In New Zealand’s Anglican Church of Or, we may again need a Cranmer to help us “make one convenient and meet order, rite, and fashion of Common Prayer”. We have commodified God. Denominations, parishes, and different services within parishes are the supermarket chains of Christianity, touting the commodified God to fulfil our individual needs – real, perceived, or manufactured. The vision of all in earth and heaven standing around God’s one table is not even an ideal seeming to be striven for…

And Cranmer’s Preface, critiquing what he was correcting, is still true:

many times there was more busines to fynd out what should be read, then to read it when it was faunde out.

Preface BCP1549

I know of clergy who have suffered breakdowns over the incessant idolising of innovation. It is the contemporary version of Cranmer’s point: Far more time and energy is spent in preparing for some small parts of worship (in making sure this worship experience is different from that worship experience) than in actually using that in worshipping!

And where heretofore, there hath been great diversitie in saying and synging in churches within this realme: some folowyng Salsbury use, some Herford use, same the use of Bangor, some of Yorke, and some of Lincolne: Now from hencefurth, all the whole realme shall have but one use.

Preface BCP1549

And when it comes to the rules in our Church, again, may a new Cranmer arise. Our Church’s rules are firstly hard to find, and, secondly, once found they are nearly impossible to agree about – as is found again and again when, even at the highest level, people either disagree about what the rule means, or should they finally end up agreeing, find that the rule has been disobeyed, again to the highest levels, sometimes for decades*:

Yet, because there is no remedy, but that of necessity there must be some Rules; therefore certain Rules are here set forth; which, as they are few in number, so they are plain and easy to be understood. 

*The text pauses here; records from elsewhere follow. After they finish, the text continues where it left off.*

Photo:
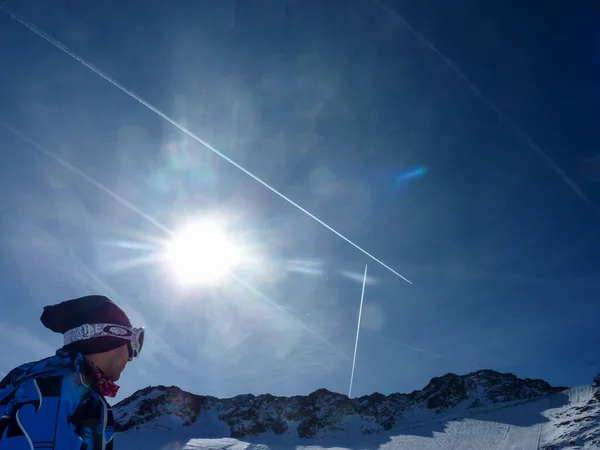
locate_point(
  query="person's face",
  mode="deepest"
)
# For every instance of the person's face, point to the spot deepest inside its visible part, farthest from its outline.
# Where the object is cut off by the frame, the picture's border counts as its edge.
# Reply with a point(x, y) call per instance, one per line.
point(118, 359)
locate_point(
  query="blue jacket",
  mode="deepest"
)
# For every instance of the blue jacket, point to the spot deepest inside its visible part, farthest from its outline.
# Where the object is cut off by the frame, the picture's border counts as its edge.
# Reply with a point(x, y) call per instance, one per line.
point(48, 404)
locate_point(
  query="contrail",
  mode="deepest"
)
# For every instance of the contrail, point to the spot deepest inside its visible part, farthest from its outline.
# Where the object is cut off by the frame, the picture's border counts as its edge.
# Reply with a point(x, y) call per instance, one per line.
point(501, 116)
point(159, 225)
point(362, 297)
point(153, 108)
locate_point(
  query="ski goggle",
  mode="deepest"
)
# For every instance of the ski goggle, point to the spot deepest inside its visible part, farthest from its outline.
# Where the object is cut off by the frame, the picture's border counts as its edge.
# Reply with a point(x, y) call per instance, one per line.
point(135, 336)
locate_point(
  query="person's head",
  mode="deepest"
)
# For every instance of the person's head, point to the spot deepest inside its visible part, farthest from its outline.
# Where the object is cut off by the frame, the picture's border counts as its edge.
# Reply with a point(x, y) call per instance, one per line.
point(97, 328)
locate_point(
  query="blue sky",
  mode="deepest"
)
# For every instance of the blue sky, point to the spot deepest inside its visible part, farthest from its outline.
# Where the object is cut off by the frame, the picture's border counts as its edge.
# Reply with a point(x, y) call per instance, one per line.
point(332, 103)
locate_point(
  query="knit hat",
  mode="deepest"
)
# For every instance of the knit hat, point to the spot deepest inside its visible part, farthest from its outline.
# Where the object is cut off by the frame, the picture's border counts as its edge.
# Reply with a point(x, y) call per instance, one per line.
point(91, 309)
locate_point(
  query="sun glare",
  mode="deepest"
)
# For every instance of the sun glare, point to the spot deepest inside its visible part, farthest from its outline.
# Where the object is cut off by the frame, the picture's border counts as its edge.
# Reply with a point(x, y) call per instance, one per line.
point(201, 253)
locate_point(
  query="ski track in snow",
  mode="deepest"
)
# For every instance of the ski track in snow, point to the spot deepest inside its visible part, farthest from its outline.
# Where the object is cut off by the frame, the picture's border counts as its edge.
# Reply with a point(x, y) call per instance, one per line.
point(524, 426)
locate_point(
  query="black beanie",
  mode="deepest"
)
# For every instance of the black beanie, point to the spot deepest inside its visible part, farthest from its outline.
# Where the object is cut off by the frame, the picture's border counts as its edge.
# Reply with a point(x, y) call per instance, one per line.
point(90, 309)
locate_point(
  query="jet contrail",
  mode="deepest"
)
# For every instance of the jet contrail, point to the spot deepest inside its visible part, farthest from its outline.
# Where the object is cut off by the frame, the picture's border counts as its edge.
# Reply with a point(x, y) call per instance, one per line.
point(153, 108)
point(160, 226)
point(501, 116)
point(362, 297)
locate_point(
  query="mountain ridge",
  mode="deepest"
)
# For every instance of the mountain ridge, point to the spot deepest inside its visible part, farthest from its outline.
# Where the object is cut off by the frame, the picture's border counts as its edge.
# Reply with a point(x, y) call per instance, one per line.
point(323, 411)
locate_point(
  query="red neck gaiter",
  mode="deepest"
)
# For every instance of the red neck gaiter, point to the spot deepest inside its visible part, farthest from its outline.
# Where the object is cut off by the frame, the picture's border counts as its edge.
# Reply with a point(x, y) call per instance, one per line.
point(104, 385)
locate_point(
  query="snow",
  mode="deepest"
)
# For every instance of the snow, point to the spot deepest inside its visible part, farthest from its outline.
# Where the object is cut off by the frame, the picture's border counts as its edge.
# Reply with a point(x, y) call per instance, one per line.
point(564, 420)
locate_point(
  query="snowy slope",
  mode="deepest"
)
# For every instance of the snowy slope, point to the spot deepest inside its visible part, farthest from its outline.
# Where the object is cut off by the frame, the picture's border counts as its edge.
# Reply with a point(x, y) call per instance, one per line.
point(552, 420)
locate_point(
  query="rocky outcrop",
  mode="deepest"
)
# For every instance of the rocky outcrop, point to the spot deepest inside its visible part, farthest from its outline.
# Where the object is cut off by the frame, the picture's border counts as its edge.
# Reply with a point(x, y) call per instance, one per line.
point(324, 411)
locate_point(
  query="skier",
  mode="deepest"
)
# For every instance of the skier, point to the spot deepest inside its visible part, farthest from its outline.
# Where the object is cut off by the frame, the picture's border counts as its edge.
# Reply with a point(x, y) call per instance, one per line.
point(59, 402)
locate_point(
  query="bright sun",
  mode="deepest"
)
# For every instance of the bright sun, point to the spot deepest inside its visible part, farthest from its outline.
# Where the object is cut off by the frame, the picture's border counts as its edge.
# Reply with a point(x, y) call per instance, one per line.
point(201, 253)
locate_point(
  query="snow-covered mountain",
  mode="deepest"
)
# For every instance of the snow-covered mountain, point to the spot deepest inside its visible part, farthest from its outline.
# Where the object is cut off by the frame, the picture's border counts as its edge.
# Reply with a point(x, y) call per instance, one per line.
point(482, 410)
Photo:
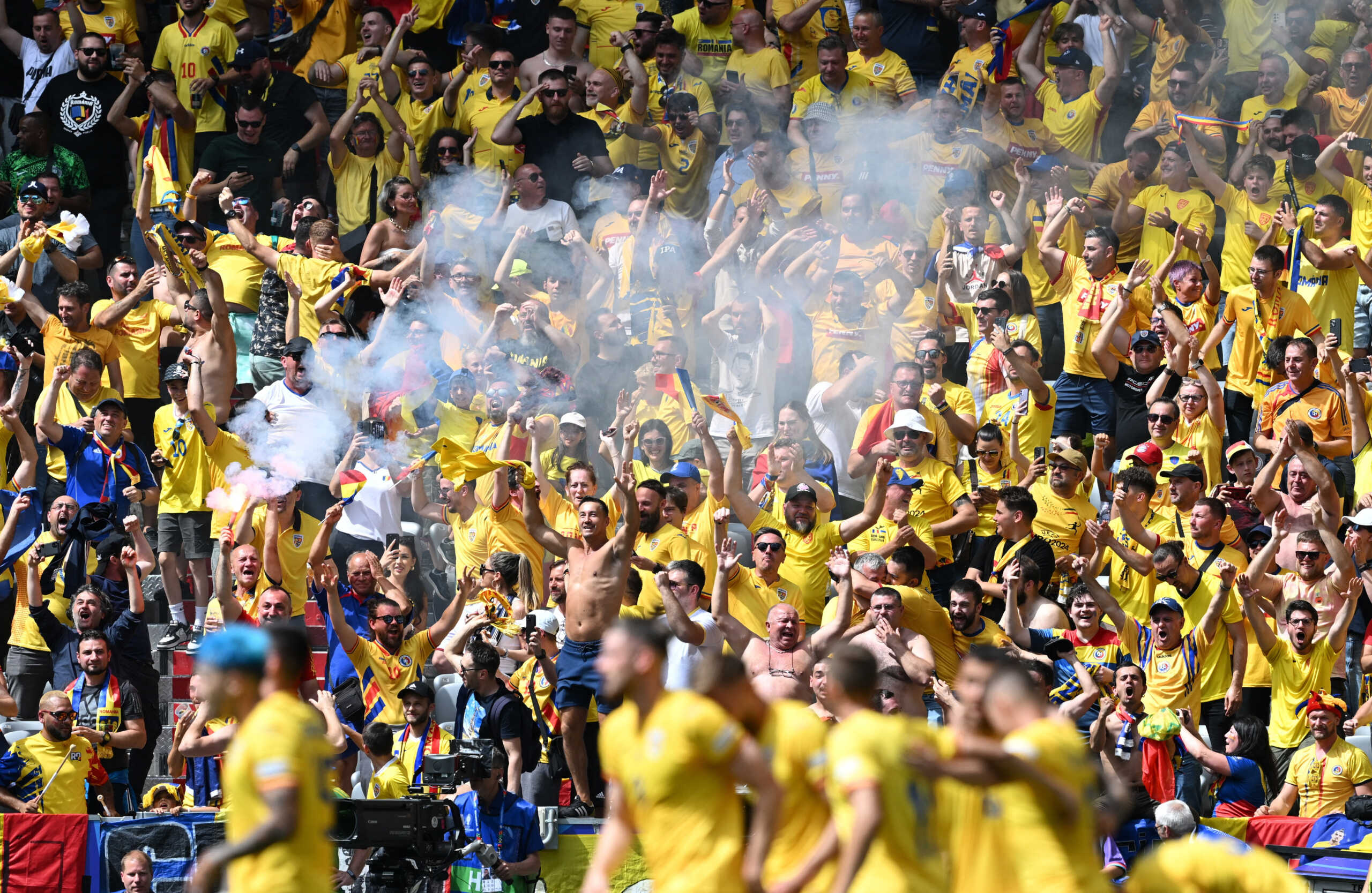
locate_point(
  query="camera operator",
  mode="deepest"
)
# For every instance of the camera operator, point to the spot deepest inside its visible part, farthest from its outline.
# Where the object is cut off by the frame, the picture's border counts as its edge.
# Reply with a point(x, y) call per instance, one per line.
point(504, 821)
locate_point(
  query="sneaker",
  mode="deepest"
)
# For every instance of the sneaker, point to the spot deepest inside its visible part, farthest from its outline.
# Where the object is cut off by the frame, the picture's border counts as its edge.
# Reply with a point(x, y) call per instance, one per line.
point(577, 810)
point(176, 634)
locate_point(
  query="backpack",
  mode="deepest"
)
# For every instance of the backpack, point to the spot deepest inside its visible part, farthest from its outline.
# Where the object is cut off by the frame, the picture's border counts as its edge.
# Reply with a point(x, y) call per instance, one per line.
point(505, 700)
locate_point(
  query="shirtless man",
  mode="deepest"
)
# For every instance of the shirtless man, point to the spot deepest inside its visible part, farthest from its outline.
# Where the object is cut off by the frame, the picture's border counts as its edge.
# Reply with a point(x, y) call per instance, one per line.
point(1124, 764)
point(780, 664)
point(597, 573)
point(206, 314)
point(905, 657)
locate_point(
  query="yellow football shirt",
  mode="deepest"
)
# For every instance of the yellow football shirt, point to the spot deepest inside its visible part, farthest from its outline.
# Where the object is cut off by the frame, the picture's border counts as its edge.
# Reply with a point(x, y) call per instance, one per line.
point(869, 751)
point(672, 767)
point(280, 744)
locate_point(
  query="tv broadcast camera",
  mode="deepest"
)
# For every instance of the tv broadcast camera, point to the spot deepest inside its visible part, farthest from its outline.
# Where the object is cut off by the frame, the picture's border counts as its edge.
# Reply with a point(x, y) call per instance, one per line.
point(416, 840)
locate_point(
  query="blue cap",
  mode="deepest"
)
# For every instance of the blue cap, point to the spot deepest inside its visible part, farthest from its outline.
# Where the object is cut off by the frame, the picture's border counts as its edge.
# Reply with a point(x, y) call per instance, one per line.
point(1170, 604)
point(681, 470)
point(238, 647)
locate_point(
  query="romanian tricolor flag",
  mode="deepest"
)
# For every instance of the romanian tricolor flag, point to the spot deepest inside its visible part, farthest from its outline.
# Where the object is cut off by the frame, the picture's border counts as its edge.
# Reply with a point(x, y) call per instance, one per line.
point(719, 404)
point(460, 464)
point(677, 385)
point(351, 482)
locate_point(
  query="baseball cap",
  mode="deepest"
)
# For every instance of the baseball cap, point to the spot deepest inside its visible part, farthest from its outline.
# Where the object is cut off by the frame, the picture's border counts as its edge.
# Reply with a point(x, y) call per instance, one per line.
point(1149, 453)
point(681, 470)
point(35, 189)
point(1361, 519)
point(1168, 603)
point(690, 452)
point(907, 419)
point(1187, 470)
point(1145, 336)
point(111, 401)
point(1073, 59)
point(1073, 457)
point(419, 688)
point(821, 111)
point(958, 182)
point(298, 346)
point(547, 620)
point(248, 54)
point(983, 10)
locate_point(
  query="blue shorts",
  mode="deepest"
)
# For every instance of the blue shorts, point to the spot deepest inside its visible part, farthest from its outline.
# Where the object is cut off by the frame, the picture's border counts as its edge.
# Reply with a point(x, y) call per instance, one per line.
point(577, 677)
point(1083, 401)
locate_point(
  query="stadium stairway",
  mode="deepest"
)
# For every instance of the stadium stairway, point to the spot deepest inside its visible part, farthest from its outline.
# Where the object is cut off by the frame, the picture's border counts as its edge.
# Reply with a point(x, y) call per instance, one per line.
point(176, 667)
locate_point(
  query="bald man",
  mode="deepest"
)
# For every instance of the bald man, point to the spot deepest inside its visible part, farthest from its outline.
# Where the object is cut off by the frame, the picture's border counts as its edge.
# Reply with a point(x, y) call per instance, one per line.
point(780, 664)
point(55, 755)
point(136, 872)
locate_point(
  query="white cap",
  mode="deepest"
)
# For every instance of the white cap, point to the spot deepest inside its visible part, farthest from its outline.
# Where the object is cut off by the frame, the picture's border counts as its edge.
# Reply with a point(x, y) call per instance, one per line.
point(547, 620)
point(907, 419)
point(1361, 519)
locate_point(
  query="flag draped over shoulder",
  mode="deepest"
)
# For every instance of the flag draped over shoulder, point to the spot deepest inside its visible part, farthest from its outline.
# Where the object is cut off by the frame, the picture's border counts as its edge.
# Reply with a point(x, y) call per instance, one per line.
point(460, 464)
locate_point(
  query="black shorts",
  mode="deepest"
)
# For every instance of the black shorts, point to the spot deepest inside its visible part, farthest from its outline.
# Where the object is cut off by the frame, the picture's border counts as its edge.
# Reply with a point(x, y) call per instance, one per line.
point(185, 532)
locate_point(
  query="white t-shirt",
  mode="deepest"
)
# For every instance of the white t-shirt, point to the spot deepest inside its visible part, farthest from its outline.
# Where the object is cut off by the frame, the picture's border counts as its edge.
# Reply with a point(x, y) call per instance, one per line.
point(748, 382)
point(836, 429)
point(300, 442)
point(376, 508)
point(556, 214)
point(40, 67)
point(682, 657)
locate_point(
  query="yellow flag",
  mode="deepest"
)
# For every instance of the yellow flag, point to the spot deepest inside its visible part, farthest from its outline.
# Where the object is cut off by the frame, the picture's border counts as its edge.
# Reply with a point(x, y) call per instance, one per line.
point(460, 464)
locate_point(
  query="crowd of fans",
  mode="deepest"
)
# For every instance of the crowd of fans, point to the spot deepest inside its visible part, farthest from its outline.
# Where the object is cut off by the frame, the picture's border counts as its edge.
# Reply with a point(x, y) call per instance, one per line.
point(696, 386)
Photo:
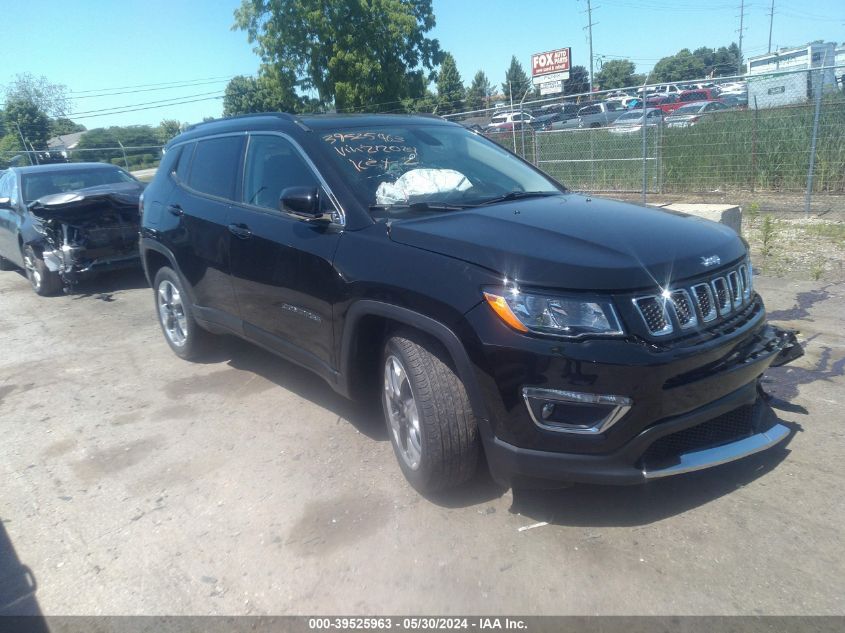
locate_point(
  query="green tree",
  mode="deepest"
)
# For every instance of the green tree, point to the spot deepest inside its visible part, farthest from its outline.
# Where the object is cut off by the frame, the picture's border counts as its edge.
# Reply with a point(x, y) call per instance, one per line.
point(50, 98)
point(617, 73)
point(139, 141)
point(353, 53)
point(682, 66)
point(266, 93)
point(11, 151)
point(479, 92)
point(23, 117)
point(63, 125)
point(578, 82)
point(167, 129)
point(450, 88)
point(515, 80)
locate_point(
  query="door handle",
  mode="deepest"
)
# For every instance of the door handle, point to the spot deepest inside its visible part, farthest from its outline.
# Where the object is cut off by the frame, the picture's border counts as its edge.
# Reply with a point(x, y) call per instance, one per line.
point(240, 230)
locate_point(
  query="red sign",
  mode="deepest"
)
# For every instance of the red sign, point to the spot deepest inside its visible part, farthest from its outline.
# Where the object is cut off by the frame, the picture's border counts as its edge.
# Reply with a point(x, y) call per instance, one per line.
point(550, 62)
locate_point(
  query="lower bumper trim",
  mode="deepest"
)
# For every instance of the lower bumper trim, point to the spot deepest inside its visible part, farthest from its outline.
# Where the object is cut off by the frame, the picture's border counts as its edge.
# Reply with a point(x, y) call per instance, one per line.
point(699, 460)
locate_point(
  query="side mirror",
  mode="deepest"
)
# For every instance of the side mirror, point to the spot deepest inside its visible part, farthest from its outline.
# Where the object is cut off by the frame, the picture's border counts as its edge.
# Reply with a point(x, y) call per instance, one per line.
point(301, 201)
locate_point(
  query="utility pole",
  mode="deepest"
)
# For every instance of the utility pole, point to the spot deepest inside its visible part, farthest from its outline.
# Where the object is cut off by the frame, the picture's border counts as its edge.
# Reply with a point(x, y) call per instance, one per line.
point(589, 29)
point(771, 20)
point(741, 29)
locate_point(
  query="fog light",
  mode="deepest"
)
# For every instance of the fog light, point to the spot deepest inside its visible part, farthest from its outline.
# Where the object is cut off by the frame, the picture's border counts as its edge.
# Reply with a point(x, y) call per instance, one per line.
point(573, 411)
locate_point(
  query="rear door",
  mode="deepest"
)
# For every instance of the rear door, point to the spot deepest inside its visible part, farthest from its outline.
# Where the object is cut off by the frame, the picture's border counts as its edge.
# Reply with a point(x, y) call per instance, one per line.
point(199, 208)
point(282, 265)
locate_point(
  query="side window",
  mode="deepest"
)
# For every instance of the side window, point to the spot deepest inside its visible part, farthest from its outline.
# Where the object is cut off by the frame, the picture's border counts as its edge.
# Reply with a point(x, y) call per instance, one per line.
point(14, 192)
point(184, 163)
point(214, 169)
point(272, 165)
point(169, 160)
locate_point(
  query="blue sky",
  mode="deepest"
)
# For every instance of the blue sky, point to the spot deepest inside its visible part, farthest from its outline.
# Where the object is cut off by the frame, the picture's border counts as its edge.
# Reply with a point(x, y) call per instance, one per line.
point(182, 50)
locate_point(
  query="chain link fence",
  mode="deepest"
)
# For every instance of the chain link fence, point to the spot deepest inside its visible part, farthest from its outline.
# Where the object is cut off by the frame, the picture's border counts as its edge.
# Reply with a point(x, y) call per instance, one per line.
point(779, 133)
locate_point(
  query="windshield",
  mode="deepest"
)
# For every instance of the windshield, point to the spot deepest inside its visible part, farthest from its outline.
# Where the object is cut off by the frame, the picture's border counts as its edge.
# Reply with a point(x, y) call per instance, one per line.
point(630, 117)
point(38, 185)
point(690, 109)
point(389, 167)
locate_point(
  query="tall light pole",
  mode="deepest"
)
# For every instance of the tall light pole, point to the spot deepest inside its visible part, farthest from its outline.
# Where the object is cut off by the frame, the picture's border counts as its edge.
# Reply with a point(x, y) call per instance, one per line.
point(589, 28)
point(741, 29)
point(771, 20)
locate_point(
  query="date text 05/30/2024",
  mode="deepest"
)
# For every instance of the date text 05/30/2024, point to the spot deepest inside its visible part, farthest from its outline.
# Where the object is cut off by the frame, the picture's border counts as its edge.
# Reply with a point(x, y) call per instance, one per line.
point(414, 624)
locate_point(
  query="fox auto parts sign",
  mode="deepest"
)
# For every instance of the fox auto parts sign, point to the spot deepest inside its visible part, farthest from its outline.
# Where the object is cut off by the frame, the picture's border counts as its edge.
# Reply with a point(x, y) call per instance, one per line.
point(551, 62)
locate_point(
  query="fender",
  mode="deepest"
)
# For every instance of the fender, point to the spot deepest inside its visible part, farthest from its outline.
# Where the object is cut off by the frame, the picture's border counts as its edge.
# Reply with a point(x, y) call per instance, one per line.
point(150, 244)
point(453, 345)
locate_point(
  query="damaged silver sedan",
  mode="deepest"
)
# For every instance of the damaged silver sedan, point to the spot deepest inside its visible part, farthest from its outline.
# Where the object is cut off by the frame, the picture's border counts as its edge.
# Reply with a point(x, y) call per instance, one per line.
point(62, 222)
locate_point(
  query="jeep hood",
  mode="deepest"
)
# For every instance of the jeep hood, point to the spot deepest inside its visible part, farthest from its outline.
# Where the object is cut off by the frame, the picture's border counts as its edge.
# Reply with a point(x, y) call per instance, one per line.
point(575, 242)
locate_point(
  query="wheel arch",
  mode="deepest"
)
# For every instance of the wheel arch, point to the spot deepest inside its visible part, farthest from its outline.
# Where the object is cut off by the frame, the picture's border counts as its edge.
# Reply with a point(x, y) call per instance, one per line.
point(367, 320)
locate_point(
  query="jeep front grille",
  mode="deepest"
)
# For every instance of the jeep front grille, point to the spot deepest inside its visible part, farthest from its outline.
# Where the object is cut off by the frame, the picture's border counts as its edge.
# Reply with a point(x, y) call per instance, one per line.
point(703, 302)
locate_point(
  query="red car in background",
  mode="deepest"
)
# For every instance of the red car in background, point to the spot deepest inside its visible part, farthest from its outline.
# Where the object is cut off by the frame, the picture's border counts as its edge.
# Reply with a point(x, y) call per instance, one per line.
point(667, 103)
point(699, 94)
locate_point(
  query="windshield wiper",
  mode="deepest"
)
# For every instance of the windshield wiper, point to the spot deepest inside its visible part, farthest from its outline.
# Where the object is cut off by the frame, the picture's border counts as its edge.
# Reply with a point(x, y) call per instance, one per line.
point(515, 195)
point(418, 206)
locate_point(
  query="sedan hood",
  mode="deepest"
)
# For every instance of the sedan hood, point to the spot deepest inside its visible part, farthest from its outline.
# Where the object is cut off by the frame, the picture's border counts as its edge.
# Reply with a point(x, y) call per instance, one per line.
point(575, 242)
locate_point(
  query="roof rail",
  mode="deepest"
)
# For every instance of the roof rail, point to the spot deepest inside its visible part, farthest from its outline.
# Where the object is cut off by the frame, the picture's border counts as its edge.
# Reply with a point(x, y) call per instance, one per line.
point(282, 115)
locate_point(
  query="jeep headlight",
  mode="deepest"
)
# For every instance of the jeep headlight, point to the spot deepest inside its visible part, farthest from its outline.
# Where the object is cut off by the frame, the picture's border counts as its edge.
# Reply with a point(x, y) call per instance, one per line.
point(553, 314)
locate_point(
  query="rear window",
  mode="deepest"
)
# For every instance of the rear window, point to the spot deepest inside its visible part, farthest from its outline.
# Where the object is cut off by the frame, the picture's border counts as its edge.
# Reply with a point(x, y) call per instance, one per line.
point(214, 169)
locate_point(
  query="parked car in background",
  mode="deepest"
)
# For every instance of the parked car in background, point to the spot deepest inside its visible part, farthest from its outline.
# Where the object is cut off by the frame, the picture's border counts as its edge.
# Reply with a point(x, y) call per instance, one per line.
point(552, 337)
point(699, 94)
point(691, 113)
point(632, 121)
point(599, 114)
point(665, 103)
point(507, 121)
point(734, 100)
point(60, 222)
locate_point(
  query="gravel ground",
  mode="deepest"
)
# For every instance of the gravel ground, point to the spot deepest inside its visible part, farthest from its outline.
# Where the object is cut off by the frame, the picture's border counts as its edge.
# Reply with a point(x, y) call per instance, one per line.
point(138, 483)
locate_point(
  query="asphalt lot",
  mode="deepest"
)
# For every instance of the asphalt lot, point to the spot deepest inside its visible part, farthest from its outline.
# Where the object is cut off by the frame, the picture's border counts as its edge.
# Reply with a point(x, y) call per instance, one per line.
point(138, 483)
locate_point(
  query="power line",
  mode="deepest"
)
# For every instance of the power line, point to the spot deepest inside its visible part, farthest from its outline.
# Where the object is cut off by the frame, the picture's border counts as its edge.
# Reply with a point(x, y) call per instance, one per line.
point(166, 83)
point(91, 116)
point(146, 103)
point(126, 92)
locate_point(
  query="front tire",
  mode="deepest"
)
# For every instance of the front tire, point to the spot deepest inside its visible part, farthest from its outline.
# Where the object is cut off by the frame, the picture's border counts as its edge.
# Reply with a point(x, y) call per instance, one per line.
point(175, 315)
point(44, 282)
point(429, 418)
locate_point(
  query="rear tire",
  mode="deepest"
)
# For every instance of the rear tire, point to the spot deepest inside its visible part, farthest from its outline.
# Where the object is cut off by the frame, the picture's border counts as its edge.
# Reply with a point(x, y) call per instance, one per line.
point(44, 282)
point(176, 318)
point(429, 418)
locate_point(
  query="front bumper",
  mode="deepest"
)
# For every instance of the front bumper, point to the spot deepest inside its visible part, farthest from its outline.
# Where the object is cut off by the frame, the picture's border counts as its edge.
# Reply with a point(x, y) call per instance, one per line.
point(702, 397)
point(520, 467)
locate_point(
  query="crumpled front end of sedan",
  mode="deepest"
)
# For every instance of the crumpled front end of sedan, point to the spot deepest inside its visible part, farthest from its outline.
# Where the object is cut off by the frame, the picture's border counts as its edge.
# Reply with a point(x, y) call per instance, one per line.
point(87, 230)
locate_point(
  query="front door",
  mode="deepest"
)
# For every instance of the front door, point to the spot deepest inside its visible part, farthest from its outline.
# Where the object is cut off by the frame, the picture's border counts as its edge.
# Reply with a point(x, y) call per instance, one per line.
point(281, 265)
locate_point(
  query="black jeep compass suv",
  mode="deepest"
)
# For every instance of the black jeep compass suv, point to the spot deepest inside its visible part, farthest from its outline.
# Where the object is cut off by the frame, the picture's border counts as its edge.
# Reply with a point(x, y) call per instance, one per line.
point(567, 338)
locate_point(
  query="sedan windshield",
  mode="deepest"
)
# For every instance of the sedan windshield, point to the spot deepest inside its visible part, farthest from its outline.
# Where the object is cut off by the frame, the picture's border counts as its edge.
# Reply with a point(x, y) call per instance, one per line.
point(45, 183)
point(693, 108)
point(429, 168)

[*Our Church’s complex system of “authorising experimental services” springs immediately to mind – there was no such provision, and it was contrary to the Act of Parliament which ties property and funds to the people who follow our agreed beliefs and actions! Having finally agreed to this “error”, our Church rushed through to have as formularies material that was written to be experimental for some period followed by revision.]